High definition camcorder question: how do you watch the videos?
Q. With a standard camcorder you could transfer the videos to DVD or VCR and watch them. Where can you transfer high definition videos and how do you watch them on TV after you have removed them from the camcorder?

A. It depends on the camcorder's recording media and whether you need to watch in high definition.

MiniDV tape: After capturing the video, connect to a computer using a firewire cable (just like a standard definition miniDV tape based camcorder). Import the video using a HDV-friendly video editor. The Windows XP version of MovieMaker cannot handle HDV; the Vista version can - iMovieHD has been dealing with HDV for several years). Edit. Render to a DVD with a DVD authoring tool - just like standard definition. The DVD authoring tool (like WinDVD, Nero or iDVD) will downsample the video from high definition to standard definition and burn the DVD for regular DVD players to play back. Or, if you have a BluRay player or PS3, you can export the high definition video project to a h.264 AVCHD file and burn that to a data DVD - for high definition playback... or, playback in the computer if you can connect the computer to a HDTV with a VGA cable (like my Panasonic plasma) or in some cases, HDMI or even component. Or, I can export the high definition video project back out to the miniDV HDV camcorder's tape - then connect the camcorder to the HDTV with component or HDMI cables. Or, I can export a compressed version and reduce from 1080i/1080p to 720p (h.264) and upload to vimeo.com or YouTube if the file size or length of the video meets their requirements... Or, if I have a "Direct to DVD" box, I can connect the DV port of the camcorder to the firewire/1394 port of the "Direct to DVD" box and burn a downsampled, unedited version. Or, I can connect the analog AV cable to the camcorder and a VCR (or a "Direct to DVD" recorder) and dub a tape (or burn a downsampled, unedited version).

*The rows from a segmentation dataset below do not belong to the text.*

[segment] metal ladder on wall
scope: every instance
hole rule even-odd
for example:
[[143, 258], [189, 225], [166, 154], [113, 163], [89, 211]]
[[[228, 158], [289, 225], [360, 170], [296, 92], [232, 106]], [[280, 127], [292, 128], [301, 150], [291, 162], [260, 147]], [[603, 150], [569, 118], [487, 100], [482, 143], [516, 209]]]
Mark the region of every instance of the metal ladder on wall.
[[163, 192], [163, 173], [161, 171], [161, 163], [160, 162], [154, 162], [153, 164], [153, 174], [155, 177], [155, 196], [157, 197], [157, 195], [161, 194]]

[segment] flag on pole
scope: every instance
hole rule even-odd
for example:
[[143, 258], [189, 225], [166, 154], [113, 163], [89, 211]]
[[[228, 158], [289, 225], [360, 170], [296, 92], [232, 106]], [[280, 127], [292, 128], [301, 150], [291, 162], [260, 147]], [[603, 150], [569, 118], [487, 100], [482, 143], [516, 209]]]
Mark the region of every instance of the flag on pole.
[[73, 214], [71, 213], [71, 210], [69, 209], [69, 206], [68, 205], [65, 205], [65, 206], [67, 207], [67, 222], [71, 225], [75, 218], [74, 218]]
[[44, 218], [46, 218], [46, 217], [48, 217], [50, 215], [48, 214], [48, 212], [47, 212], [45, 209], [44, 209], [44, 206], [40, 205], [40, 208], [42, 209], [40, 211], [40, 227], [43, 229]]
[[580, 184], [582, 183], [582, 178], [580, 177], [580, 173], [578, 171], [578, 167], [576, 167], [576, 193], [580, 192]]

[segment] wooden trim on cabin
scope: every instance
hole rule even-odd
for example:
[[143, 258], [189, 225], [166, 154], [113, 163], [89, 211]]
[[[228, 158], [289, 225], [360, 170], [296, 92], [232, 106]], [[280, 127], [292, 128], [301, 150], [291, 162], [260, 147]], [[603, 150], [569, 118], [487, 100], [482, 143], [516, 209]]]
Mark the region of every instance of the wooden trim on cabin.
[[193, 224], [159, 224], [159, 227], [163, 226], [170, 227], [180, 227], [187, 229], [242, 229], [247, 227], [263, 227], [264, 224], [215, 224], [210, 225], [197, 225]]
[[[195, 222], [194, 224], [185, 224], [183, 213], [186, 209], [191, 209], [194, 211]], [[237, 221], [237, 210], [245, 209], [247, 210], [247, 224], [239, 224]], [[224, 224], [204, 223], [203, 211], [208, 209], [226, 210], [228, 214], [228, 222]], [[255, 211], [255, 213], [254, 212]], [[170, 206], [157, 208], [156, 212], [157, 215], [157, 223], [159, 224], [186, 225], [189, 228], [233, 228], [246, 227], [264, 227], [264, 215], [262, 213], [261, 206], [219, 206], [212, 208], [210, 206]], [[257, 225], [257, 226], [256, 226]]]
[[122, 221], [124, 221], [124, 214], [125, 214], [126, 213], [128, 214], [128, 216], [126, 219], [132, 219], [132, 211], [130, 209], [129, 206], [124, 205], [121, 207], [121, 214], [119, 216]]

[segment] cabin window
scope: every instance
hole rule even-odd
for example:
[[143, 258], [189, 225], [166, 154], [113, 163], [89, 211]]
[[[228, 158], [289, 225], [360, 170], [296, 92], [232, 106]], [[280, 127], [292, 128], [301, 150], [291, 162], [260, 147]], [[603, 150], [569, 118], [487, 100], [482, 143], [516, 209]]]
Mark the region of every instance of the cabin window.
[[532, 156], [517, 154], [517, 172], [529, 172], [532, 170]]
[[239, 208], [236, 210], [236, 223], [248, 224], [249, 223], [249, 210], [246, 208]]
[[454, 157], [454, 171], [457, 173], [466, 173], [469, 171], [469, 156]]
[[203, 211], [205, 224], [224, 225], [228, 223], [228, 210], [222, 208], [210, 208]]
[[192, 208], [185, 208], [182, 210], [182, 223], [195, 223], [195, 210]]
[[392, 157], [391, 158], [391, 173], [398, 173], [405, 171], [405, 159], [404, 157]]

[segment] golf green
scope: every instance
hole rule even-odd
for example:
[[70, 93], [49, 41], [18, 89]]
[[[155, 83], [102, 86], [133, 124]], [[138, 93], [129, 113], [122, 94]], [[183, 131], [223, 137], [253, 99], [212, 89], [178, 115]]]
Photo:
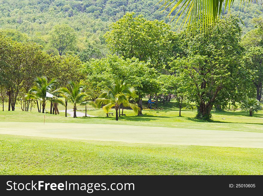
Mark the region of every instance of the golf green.
[[262, 133], [194, 128], [5, 122], [0, 122], [0, 134], [131, 143], [263, 148]]

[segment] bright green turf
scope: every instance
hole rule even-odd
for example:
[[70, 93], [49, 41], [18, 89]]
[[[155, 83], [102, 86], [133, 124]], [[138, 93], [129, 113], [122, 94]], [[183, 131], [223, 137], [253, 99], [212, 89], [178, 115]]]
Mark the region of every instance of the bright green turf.
[[263, 149], [0, 135], [0, 174], [262, 175]]
[[[114, 111], [112, 110], [112, 112]], [[144, 110], [144, 115], [139, 116], [131, 110], [124, 110], [124, 113], [127, 116], [121, 117], [118, 121], [115, 120], [115, 116], [110, 115], [106, 118], [102, 109], [88, 112], [88, 114], [99, 116], [97, 117], [66, 118], [65, 113], [61, 112], [56, 116], [46, 114], [45, 118], [46, 122], [49, 122], [127, 125], [263, 133], [262, 111], [255, 114], [252, 117], [246, 112], [241, 111], [235, 112], [235, 115], [233, 115], [233, 112], [218, 112], [215, 114], [213, 112], [213, 118], [210, 122], [194, 118], [196, 113], [195, 111], [183, 111], [181, 117], [178, 116], [178, 110]], [[43, 119], [43, 114], [36, 111], [23, 112], [16, 109], [15, 111], [0, 111], [0, 121], [41, 122]]]
[[263, 133], [122, 125], [0, 122], [0, 134], [131, 143], [263, 148]]

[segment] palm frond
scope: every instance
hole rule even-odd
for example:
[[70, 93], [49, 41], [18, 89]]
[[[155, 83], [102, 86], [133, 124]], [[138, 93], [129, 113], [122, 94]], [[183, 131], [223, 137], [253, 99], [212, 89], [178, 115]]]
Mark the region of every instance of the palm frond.
[[[254, 1], [240, 0], [240, 10], [241, 10], [244, 6], [249, 6]], [[202, 29], [203, 32], [209, 32], [214, 26], [218, 18], [221, 14], [224, 14], [227, 9], [228, 13], [230, 13], [233, 2], [234, 0], [160, 0], [158, 3], [162, 4], [159, 9], [162, 9], [163, 12], [170, 9], [167, 16], [170, 18], [174, 15], [171, 21], [180, 14], [176, 21], [177, 24], [184, 16], [181, 20], [179, 28], [183, 26], [184, 29], [188, 23], [188, 29], [190, 28], [192, 30], [200, 26], [200, 30]]]

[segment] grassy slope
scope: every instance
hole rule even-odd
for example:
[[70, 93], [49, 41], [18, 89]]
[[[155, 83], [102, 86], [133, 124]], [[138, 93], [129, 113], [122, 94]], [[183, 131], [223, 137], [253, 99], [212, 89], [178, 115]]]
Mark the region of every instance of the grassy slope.
[[0, 174], [262, 174], [263, 149], [0, 135]]
[[[262, 111], [252, 117], [241, 111], [236, 111], [235, 115], [233, 112], [213, 112], [213, 120], [210, 122], [195, 119], [196, 112], [189, 110], [182, 111], [183, 116], [181, 117], [178, 116], [178, 110], [143, 110], [144, 115], [140, 116], [135, 115], [130, 110], [125, 110], [124, 113], [127, 116], [121, 117], [118, 121], [115, 120], [114, 116], [106, 117], [105, 113], [101, 109], [88, 111], [88, 114], [99, 116], [97, 117], [66, 118], [64, 117], [65, 113], [61, 112], [56, 116], [47, 114], [45, 119], [46, 122], [49, 122], [110, 124], [263, 132]], [[0, 121], [41, 122], [43, 119], [43, 114], [35, 111], [25, 112], [19, 109], [16, 109], [14, 112], [0, 111]]]

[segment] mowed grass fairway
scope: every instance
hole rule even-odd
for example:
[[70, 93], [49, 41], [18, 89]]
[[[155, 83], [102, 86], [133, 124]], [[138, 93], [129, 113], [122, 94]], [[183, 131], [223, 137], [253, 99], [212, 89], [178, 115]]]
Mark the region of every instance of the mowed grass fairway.
[[[1, 174], [263, 174], [263, 114], [129, 110], [118, 121], [0, 112]], [[224, 118], [224, 119], [222, 119]], [[12, 122], [10, 122], [12, 121]]]

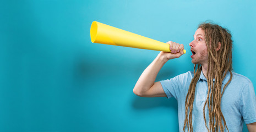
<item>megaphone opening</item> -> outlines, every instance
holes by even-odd
[[[91,34],[91,41],[92,42],[94,42],[94,41],[95,41],[95,39],[97,36],[97,30],[98,25],[97,25],[97,22],[94,21],[91,24],[91,30],[90,30],[90,32]]]

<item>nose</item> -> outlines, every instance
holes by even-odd
[[[190,43],[189,43],[189,46],[191,47],[195,47],[195,45],[194,43],[194,41],[192,41]]]

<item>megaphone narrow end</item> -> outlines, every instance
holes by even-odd
[[[97,24],[97,21],[94,21],[92,23],[91,23],[91,29],[90,30],[91,42],[94,43],[95,41],[96,38],[97,37],[97,30],[98,25]]]

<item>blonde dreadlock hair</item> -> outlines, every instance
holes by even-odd
[[[224,116],[221,110],[221,97],[225,89],[230,82],[232,78],[232,40],[230,32],[226,29],[218,25],[210,23],[203,23],[199,25],[198,29],[201,28],[204,31],[205,35],[205,42],[208,53],[208,69],[207,71],[207,82],[208,92],[207,99],[204,106],[204,119],[208,131],[224,131],[226,127],[228,131]],[[219,43],[221,43],[220,50]],[[198,67],[197,68],[197,65]],[[194,67],[194,78],[192,79],[188,94],[186,98],[186,118],[183,127],[185,131],[186,125],[188,126],[189,131],[193,131],[192,126],[192,110],[193,104],[195,97],[195,86],[199,79],[202,66],[195,64]],[[221,85],[223,80],[229,72],[230,79],[225,85],[221,92]],[[214,83],[214,79],[215,81]],[[210,100],[209,100],[210,99]],[[205,106],[209,110],[209,126],[207,126],[205,119]],[[189,115],[188,117],[188,112]],[[222,121],[223,120],[224,124]]]

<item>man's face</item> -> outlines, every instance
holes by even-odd
[[[192,52],[192,62],[193,64],[199,64],[203,66],[207,65],[208,53],[204,30],[201,28],[197,30],[194,38],[194,40],[189,43]]]

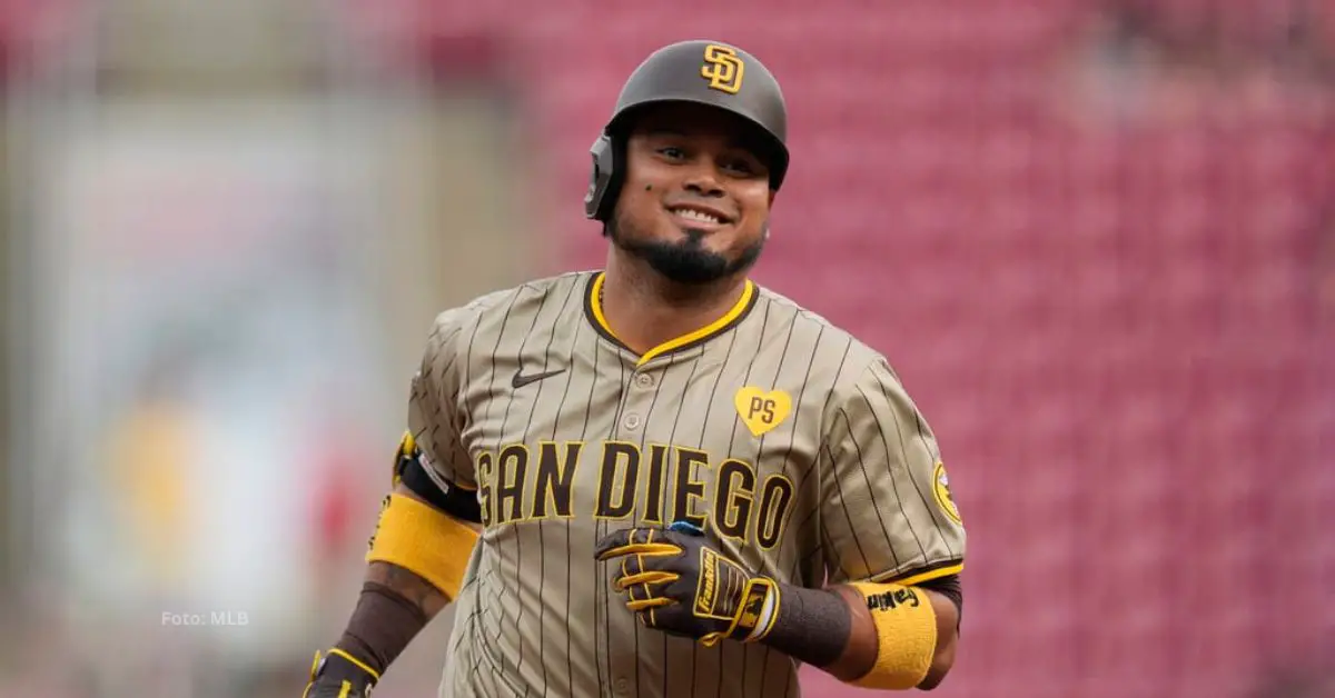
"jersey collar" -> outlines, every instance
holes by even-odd
[[[599,335],[618,347],[634,354],[634,351],[631,351],[630,347],[627,347],[621,339],[617,339],[615,332],[613,332],[611,327],[607,326],[607,319],[602,314],[602,303],[598,302],[598,292],[602,290],[602,282],[603,272],[601,271],[590,278],[589,286],[585,290],[585,315],[589,318],[589,322],[593,323],[594,330],[597,330]],[[733,307],[729,308],[721,318],[706,324],[705,327],[701,327],[700,330],[669,339],[668,342],[646,351],[638,358],[635,366],[643,366],[655,356],[662,356],[673,351],[697,347],[732,330],[741,323],[756,306],[758,295],[760,294],[756,292],[756,284],[750,279],[746,279],[746,286],[742,288],[742,296],[737,299],[737,303],[733,304]]]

The great thing about miniDV tape is if you don't re-use the tape, you have that digital "archive". Especially handy when you export the finished high definition project back out to the camcorder...

With a hard disc drive or flash memory, when you copy the video files from the camcorder to the computer, your very first step should be to copy those video files to something else - Data DVD or another hard drive - before you start editing the first set you copied over. This "extra step" is needed - as you point out, once the data is copied, the tendency is to delete the files on the camcorder to get ready for the next video capture project. But you really need to make a back up set - and most folks don't do that.

MiniDV tape continues to provide the most flexibility and best video quality and easiest video process flow (especially with the "built-in archive" step... and with the known vibration and high altitude problems hard disc drive camcorders have and the continued relatively high expense of flash memory (one 60 minute miniDV tape is about $3 and holds 63 minutes of 1080i, high definition video - which uses about 44 gig of computer hard drive space), I don't understand how people can think they are getting a better deal with "easier to use" from HDD or flash memory... it just isn't so. MiniDV tape is still king of the hill for video quality, least $/gig, long shelf life archive and process flexibility.